Tem sido um exercício, mais que diário. Hora a hora paro, penso, reflito, rezo. Aproveito pra pedir o deus que vive em mim e que me faz continuar. Conversar, refletir, pedir paciência e abertura para enxergar o outro que está perto não é tarefa fácil. Uma coisa é certa: a vontade é menor que o desejo. Se trabalho meu desejo de continuar no caminho do amor e da paz, a vontade por qualquer outra coisa será insignificante, até que desapareça. Meditação não precisa de regras, seu corpo sabe como desenvolver-se em deus.

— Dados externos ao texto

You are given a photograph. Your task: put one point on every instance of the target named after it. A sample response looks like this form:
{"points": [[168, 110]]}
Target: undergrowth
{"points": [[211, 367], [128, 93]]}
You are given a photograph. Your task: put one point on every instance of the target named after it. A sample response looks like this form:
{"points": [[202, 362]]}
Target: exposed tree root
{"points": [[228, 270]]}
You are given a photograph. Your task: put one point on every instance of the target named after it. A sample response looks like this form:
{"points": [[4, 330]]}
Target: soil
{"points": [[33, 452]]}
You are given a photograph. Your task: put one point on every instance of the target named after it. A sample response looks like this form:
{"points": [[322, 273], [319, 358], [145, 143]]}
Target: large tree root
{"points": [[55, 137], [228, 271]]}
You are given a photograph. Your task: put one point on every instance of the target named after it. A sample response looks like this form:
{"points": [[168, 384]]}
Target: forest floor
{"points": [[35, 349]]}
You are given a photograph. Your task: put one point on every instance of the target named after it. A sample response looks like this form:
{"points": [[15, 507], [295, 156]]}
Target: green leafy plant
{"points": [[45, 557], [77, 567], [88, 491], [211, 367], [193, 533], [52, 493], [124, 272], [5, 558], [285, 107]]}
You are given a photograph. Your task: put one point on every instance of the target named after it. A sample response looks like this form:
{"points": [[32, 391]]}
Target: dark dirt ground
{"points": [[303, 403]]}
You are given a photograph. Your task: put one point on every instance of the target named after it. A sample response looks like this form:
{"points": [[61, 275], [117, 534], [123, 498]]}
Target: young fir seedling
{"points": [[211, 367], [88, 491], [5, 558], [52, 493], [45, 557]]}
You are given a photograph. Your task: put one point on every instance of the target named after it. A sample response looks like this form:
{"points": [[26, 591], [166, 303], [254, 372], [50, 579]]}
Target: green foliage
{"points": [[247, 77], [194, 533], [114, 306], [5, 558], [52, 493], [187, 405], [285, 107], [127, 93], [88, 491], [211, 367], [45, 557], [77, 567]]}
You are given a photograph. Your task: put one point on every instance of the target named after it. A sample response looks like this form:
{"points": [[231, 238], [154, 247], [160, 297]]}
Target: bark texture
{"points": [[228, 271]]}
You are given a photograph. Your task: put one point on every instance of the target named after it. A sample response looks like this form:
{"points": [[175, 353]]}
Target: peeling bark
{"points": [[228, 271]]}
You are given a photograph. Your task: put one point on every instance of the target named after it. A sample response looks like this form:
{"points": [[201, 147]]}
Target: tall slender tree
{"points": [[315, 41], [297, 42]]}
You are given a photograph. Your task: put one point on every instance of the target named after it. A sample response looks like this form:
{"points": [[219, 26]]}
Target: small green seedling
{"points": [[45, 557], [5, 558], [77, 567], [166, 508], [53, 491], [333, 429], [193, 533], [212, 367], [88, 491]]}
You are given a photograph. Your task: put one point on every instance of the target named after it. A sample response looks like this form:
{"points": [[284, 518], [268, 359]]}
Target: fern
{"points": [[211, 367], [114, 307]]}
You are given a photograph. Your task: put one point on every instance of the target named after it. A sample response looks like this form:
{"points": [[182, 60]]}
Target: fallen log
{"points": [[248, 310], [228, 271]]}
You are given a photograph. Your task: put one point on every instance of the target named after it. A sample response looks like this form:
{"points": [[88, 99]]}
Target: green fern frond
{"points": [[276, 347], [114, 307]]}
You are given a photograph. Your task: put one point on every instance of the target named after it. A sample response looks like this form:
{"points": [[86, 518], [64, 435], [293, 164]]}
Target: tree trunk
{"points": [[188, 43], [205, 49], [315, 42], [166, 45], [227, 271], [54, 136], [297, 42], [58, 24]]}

sábado, 3 de janeiro de 2015

Chegaram

Chegaram todas aquelas pessoas que queriam estar no lugar mais alto do pódio, educadas, ou melhor, adestradas por pessoas que queriam mas não conseguiram por medo da tentativa de chegar até lá. Na sala de aula, desde crianças, queriam correr pra todo lado mas não os deixaram, botaram todos eles sentados em fila, um atrás do outro, onde o da frente era o melhor pois se adequava perfeitamente ao sistema imposto e o último da fila, coitado, era aquela criatura medonha. Os vestidos de preto, a que pegava todo mundo e aqueles que, de uma forma ou de outra, queria estar ali pra se fazer de rebelde, tudo na última carteira da classe. Depois que cresceram, esse povo foi colocado, todos, seguindo a linha do sistema, a não se olharem "porquê elx pode tirar sua vaga". Aprenderam, desde pequenos, que são ameaças um pra o outro. Esses que chegaram não sabem pra onde ir por medo, vão aos analistas, aos psicólogos e aos botecos, chorar suas mágoas por não conseguirem amar, ou por serem cheios de traumas. De onde vem o trauma? Tentam, buscam, vasculham - pelo menos alguns ainda o fazem - esperneiam, lotam igrejas, ruas e terreiros em busca da resposta divina, já que acima do quadro negro sempre existiu o crucifixo. Não entenderam, não por falta de saber, mas porquê sabem demais, nenhuma mensagem de amor que já lhes falaram. A verdade de deus, pra esses que chegaram, não está aquém de todas as verdades que fizeram-nos ter. Aliás, os convenceram de que são donos da verdadeira sabedoria. Mal sabem eles que o que chamam de verdade, aquilo que têm tanta certeza, são apenas resenhas, algumas mal escritas, de fantasias assumidas. Se deus pede pra que tirem um recesso... "Não senhor, hoje não. Precisamos ter disciplina". Disciplina de cú é rôla, e xingar na mesma linha em que se fala de deus é menos respeitoso que o que continuam fazendo com aqueles que chegaram. E não param nunca de chegar.